Moja przygoda zaczęła się rok temu od roweru mtb.  Zaczynałem od jazdy  na dystans max 75 km, kadencja niska. Średnie prędkości jakie uzyskiwałem na asfalcie to 21-26km/h. Im krótszy dystans tym większa średnia.

Dodam że całą zimę byłe  aktywny rowerowo. Miałem tylko przerwę 4 tygodnie w styczniu gdyż miałem kontuzję kości ogonowej po upadku na śliskiej nawierzchni.

Kilka razy przymierzałem się do szosy ale został mój stary mtb ;-)

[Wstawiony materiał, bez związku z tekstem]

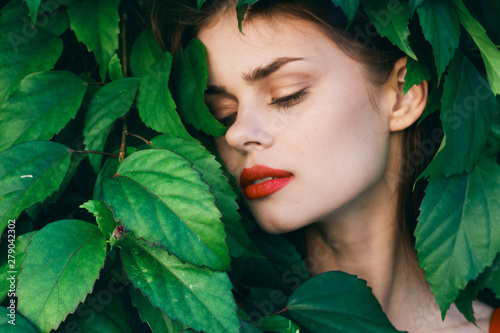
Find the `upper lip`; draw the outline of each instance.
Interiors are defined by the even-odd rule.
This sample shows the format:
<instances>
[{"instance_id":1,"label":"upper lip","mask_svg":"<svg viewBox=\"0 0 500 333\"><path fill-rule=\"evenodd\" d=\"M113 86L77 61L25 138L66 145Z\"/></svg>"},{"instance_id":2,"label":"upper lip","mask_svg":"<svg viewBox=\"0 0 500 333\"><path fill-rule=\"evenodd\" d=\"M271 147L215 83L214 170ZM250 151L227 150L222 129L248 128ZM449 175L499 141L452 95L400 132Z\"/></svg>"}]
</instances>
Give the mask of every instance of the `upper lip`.
<instances>
[{"instance_id":1,"label":"upper lip","mask_svg":"<svg viewBox=\"0 0 500 333\"><path fill-rule=\"evenodd\" d=\"M283 178L290 177L292 175L292 173L285 170L273 169L265 165L255 165L251 168L244 168L241 171L240 181L243 187L247 187L249 185L252 185L252 183L257 179L266 177Z\"/></svg>"}]
</instances>

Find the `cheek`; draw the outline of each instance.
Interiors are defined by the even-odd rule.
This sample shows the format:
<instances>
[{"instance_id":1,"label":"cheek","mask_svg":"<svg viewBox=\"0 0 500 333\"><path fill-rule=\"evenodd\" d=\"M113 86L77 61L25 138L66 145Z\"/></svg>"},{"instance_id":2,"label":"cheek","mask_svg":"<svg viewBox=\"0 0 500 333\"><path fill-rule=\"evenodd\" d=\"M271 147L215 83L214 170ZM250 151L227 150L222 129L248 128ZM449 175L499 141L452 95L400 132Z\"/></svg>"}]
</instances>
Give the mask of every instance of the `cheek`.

Postanowiłem po roku podsumować moja jazdę:

 

- kadencja mocno się zwiększyła( nie liczyłem ale po prostu szybciej  obracam na niższych przełożeniach)

-średnie prędkości wzrosły do 28-36km/h

-to co mnie cieszy to fakt że nawet strome podjazdy pokonuje sprawnie, natomiast na początku było ciężko.

-dystanse jakie  pokonuje również zwiększyły się, względem moich początków. Dystanse jakie pokonuje teraz to 60-150 km.

-no i moja waga -8kg

 

Proszę o rzetelne opinie czy według Was to spore postępy jak na amatora studiującego i pracującego.

Pozdrawiam

 Kamil

Odnośnik do komentarza
Udostępnij na innych stronach

Chyba sam siebie podsumowałeś, skoro wszystko in plus - to masz odpowiedź

 

Jedno co mnie troszkę dziwi to, że rowerem górskim jeździsz średnio po 30 km/h – nie mówię, że nie można ale wnioskuje, że raczej wykorzystujesz go bardziej szosowo niż terenowo. Wobec powyższego może warto pomyśleć nad jakimś rowerkiem crossowym...

 

Odnośnik do komentarza
Udostępnij na innych stronach

 

Chyba sam siebie podsumowałeś, skoro wszystko in plus - to masz odpowiedź

 

Jedno co mnie troszkę dziwi to, że rowerem górskim jeździsz średnio po 30 km/h – nie mówię, że nie można ale wnioskuje, że raczej wykorzystujesz go bardziej szosowo niż terenowo. Wobec powyższego może warto pomyśleć nad jakimś rowerkiem crossowym...

 

 

 

Mój rower to właściwie cross, opony na asfalt z tyłu koło 28, widelec z przodu sztywny(zima zrobiła z niego sztywniaka );-)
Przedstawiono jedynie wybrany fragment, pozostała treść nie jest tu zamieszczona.